The kitten had five toes on each foot, which I though was interesting. Then he climbed up on my lap and fell asleep. Those probably decided me that we should get him.
But he played me for a sucker: he never slept on my lap ever again.
He was an orange tiger, looking a bit like a small lion. Somewhat timid, but would get aggressive toward any cat in his territory (i.e., whatever he could see out the window).
When he was two, the vet found the heart murmur; officially Hypertrophic Cardiomyopathy. It got worse when he was three, and we went to a cardiologist, who put him on medicine. By my calculations, I pilled him over 15,000 times; he actually was pretty good about it. Oh, he objected, and tried to spit things out, but didn’t scratch or bite and let his mouth be pried open.
When he was young, he was a terror, running around the house at full blast (hence his name). He also was a leaper: the refrigerator was routine, but I still have no idea how he got up on the curtain rods. He rarely used his claws as a weapon, preferring to bite. He also loved to sneak outside.
Once he gave me a nasty bite: we had been away for a few days and ran outside. When I grabbed him, he chomped down on my arm, probably mad at me. But a few minutes later, he was purring as though he were apologizing.

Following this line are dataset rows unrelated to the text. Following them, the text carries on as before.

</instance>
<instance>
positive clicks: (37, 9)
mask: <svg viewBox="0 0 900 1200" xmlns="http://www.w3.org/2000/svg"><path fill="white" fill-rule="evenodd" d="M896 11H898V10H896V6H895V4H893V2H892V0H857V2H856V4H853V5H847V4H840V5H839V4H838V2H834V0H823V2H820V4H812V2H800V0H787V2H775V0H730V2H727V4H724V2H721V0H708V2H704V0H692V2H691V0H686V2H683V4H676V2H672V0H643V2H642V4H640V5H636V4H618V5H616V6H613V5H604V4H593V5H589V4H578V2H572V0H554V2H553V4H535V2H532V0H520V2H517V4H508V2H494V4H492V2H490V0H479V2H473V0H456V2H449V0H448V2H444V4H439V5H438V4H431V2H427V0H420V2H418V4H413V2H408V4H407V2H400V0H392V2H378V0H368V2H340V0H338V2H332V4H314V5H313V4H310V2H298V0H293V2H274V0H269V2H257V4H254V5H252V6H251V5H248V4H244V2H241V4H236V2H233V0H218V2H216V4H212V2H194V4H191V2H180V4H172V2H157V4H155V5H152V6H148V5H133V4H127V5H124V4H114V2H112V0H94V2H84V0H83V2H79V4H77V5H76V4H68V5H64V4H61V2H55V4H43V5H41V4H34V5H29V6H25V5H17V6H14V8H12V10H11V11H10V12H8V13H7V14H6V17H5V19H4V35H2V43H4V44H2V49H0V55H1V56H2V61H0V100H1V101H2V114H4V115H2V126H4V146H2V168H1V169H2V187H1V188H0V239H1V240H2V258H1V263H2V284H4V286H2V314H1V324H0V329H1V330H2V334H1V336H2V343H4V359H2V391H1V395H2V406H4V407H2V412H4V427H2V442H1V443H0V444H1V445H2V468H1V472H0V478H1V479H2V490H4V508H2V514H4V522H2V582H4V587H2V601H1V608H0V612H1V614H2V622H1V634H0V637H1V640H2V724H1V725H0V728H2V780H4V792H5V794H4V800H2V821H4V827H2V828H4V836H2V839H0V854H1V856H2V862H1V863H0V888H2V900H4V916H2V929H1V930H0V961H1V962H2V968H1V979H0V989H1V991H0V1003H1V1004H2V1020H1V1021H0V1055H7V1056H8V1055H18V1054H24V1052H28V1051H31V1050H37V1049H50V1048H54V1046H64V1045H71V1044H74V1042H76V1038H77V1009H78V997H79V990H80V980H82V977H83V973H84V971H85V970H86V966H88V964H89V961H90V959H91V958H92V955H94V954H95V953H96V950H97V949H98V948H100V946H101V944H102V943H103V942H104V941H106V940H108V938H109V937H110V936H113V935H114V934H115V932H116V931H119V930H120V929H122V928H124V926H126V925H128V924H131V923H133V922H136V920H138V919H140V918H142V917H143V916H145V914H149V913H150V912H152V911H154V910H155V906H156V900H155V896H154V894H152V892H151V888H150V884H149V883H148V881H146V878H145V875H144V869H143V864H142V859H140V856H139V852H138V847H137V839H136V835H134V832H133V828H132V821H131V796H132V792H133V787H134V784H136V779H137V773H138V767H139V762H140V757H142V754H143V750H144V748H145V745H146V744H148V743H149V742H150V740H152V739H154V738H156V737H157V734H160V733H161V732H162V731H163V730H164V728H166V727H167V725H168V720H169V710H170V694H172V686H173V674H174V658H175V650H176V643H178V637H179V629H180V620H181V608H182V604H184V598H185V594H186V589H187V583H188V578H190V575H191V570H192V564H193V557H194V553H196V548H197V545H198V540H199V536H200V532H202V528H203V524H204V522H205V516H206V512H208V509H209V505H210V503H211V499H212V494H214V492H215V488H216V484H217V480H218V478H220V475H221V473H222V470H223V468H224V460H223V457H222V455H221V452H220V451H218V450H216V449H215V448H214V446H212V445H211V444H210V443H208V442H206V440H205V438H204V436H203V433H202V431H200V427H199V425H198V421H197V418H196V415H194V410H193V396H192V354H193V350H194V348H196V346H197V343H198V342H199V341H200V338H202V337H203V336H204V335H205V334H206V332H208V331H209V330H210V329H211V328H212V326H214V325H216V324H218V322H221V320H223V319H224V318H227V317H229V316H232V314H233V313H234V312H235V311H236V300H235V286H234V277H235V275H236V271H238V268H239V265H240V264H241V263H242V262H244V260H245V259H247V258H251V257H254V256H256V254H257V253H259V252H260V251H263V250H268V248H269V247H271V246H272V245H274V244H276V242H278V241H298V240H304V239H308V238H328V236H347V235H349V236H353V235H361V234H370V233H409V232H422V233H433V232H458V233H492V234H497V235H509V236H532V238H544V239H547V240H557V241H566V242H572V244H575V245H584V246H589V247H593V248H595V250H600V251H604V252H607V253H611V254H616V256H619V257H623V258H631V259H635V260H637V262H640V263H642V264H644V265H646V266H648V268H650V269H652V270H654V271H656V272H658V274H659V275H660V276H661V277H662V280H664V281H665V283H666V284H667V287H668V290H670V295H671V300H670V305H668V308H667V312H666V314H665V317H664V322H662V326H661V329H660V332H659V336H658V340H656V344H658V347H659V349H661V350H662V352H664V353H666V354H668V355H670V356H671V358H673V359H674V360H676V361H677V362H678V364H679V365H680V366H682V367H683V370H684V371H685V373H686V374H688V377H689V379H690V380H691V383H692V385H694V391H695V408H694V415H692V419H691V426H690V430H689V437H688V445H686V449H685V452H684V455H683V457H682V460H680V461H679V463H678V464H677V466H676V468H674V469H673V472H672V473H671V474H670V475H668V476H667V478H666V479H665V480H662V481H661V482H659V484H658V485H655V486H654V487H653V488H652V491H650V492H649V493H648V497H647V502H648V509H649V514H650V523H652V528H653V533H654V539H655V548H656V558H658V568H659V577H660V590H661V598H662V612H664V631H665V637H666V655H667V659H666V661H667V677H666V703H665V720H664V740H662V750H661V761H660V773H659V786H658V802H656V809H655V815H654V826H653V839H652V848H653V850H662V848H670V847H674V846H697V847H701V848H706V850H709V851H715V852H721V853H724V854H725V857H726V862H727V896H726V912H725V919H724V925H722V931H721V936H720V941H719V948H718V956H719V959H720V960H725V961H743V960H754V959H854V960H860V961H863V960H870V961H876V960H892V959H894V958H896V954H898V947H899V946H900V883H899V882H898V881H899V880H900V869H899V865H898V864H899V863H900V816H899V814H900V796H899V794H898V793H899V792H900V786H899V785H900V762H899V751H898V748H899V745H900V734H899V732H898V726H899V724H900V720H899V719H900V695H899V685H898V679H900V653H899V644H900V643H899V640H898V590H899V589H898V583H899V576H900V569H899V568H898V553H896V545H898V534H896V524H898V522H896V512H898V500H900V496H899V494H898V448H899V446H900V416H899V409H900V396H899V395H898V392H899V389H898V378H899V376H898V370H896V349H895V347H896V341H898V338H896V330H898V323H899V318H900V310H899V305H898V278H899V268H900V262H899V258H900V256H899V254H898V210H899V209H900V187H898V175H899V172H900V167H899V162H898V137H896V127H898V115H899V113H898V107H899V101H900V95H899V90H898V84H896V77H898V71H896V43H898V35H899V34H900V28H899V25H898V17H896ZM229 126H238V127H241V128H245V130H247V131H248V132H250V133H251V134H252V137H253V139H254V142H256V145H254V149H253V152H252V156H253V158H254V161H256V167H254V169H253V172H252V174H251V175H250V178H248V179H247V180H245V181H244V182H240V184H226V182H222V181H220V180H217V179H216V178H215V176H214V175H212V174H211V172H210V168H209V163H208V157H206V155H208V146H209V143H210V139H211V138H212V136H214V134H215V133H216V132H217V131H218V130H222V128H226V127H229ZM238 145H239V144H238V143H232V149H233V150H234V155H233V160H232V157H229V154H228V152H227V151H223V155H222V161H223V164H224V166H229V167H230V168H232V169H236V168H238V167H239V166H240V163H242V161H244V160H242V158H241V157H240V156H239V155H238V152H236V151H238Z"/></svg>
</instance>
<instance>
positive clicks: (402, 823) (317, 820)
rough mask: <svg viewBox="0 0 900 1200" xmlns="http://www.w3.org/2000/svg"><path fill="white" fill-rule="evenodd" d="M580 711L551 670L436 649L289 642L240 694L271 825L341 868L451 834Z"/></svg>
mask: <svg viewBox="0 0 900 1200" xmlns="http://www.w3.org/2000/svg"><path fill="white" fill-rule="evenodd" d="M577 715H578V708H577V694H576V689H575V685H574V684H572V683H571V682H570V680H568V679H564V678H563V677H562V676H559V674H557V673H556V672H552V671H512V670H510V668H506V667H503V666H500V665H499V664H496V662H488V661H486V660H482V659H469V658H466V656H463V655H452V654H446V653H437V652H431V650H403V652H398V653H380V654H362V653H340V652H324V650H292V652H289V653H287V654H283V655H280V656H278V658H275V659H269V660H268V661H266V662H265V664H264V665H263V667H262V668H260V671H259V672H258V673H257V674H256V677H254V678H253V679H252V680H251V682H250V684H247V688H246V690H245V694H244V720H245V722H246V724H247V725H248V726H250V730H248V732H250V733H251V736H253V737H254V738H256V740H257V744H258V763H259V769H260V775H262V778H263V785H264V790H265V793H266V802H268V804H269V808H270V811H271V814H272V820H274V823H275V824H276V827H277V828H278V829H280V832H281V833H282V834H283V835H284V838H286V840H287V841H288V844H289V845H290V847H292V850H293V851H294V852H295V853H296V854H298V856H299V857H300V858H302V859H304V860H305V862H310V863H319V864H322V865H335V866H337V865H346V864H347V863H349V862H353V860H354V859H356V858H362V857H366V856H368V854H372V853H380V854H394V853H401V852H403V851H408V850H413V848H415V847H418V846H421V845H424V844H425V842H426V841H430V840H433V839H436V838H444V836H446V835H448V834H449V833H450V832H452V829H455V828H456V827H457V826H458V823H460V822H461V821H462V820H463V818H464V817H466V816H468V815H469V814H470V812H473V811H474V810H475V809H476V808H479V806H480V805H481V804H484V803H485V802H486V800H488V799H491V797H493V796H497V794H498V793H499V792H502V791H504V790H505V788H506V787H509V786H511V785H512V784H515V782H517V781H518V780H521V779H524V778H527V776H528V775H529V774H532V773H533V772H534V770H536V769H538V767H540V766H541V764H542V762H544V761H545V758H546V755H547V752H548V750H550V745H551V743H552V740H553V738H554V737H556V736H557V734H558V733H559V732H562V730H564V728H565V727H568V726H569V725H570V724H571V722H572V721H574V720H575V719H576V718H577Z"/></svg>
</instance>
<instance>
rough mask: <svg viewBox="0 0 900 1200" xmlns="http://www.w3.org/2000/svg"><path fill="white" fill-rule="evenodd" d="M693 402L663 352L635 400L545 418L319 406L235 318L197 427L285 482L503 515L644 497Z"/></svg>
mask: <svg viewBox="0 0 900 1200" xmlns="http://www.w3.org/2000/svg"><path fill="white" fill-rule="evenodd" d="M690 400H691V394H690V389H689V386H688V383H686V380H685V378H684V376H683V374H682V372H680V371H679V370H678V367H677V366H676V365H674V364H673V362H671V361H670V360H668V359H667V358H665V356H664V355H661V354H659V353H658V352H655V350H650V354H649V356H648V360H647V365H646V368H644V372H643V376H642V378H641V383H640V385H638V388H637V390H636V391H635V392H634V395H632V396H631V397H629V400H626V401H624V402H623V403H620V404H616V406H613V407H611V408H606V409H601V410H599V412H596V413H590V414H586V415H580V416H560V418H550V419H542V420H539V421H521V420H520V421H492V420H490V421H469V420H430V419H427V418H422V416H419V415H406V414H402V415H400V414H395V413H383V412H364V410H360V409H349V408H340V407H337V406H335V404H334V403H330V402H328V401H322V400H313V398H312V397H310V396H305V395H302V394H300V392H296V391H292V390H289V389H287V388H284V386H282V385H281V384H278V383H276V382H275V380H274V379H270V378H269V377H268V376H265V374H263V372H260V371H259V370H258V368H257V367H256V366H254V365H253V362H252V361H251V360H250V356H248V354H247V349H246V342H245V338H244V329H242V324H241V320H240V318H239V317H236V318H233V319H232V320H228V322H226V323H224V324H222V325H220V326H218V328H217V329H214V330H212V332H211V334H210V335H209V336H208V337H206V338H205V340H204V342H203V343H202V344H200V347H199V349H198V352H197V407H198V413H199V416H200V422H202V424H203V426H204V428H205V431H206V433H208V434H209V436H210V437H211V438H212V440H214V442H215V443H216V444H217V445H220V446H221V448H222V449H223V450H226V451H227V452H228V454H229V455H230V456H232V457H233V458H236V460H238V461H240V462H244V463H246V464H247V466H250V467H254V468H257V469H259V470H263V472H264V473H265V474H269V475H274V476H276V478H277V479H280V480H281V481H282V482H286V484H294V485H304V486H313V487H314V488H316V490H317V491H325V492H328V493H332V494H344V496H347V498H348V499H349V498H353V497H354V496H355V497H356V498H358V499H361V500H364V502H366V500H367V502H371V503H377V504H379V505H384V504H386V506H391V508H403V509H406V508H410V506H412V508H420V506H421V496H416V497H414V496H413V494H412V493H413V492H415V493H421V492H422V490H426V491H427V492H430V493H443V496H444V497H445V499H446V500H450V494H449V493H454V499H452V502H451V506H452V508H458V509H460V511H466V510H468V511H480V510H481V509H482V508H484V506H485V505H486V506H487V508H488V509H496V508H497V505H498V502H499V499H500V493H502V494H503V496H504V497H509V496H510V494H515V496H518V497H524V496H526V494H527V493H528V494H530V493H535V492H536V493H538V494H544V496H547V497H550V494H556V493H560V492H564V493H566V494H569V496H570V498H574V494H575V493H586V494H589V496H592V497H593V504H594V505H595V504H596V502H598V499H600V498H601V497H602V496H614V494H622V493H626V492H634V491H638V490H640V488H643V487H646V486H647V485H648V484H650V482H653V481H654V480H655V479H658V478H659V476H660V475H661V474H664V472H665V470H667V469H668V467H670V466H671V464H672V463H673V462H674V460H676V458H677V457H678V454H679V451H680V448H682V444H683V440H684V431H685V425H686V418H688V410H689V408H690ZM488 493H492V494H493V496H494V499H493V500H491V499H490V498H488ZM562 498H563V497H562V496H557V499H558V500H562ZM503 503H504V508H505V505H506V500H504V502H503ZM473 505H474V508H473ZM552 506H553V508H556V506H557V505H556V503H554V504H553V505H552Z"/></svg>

He slowed down over time, but was in pretty good shape until last fall, when he developed a thyroid condition. Medicine helped, but he was losing weight that wasn’t related to the thyroid. He was down to 8 1/2 pounds today, less than half his top weight and down five pounds since November.
He was not a cuddly cat, but did like sleeping in our bed with us.
The last few days were tough. The funny thing is that he suddenly was keen to go outside again. On Saturday, he sat on the front mat in the sun for about 20 minutes in 15 degree weather.
And when we got the diagnosis, we knew there was only one option. While they were getting the shots, he wanted to get down from the examination table (it was the most active he’d been in days), so we let him down. He lay on the floor, which is where they gave him the sedative. He calmed down and we were able to say goodbye before the vet returned. It was actually the first time either of us had had a pet put to sleep, and they were very kind to us.
On the way out, I checked the wall to see his name among the oldest cats in the practice.